Substrate-induced band gap opening in epitaxial graphene

TL;DR

This paper demonstrates that epitaxial growth of graphene on SiC substrates induces a band gap of approximately 0.26 eV, which diminishes with increasing layer thickness, offering a new approach for graphene band gap engineering.

Contribution

It reveals substrate-induced band gap opening in epitaxial graphene and explains its dependence on layer thickness, providing a simple method for band gap engineering.

Findings

Epitaxial graphene on SiC exhibits a ~0.26 eV band gap.

The band gap decreases with increasing number of layers.

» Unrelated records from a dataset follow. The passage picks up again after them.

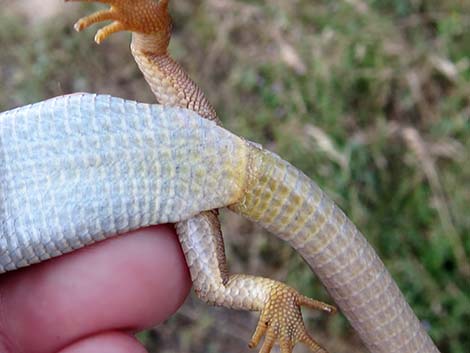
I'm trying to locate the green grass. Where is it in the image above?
[0,0,470,353]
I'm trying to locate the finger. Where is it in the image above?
[0,226,190,353]
[58,332,147,353]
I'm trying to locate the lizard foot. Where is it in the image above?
[248,282,336,353]
[65,0,171,44]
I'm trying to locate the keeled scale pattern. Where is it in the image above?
[231,147,438,353]
[0,94,246,272]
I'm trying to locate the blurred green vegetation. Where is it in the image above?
[0,0,470,353]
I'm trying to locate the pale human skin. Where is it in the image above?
[0,225,191,353]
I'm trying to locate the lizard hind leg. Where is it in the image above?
[177,212,336,353]
[248,281,336,353]
[65,0,171,44]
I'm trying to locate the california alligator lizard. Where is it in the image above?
[0,1,437,352]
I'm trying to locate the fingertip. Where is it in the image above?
[58,331,147,353]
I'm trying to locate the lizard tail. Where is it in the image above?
[230,142,438,353]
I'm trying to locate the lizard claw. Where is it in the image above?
[65,0,171,44]
[248,282,336,353]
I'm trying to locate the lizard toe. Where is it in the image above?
[248,282,336,353]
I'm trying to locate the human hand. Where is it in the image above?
[0,225,191,353]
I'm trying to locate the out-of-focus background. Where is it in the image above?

The gap approaches zero beyond four layers.

Abstract

Graphene has shown great application potentials as the host material for next generation electronic devices. However, despite its intriguing properties, one of the biggest hurdles for graphene to be useful as an electronic material is its lacking of an energy gap in the electronic spectra. This, for example, prevents the use of graphene in making transistors. Although several proposals have been made to open a gap in graphene's electronic spectra, they all require complex engineering of the graphene layer. Here we show that when graphene is epitaxially grown on the SiC substrate, a gap of ~ 0.26 is produced. This gap decreases as the sample thickness increases and eventually approaches zero when the number of layers exceeds four. We propose that the origin of this gap is the breaking of sublattice symmetry owing to the graphene-substrate interaction. We believe our results highlight a promising direction for band gap engineering of graphene.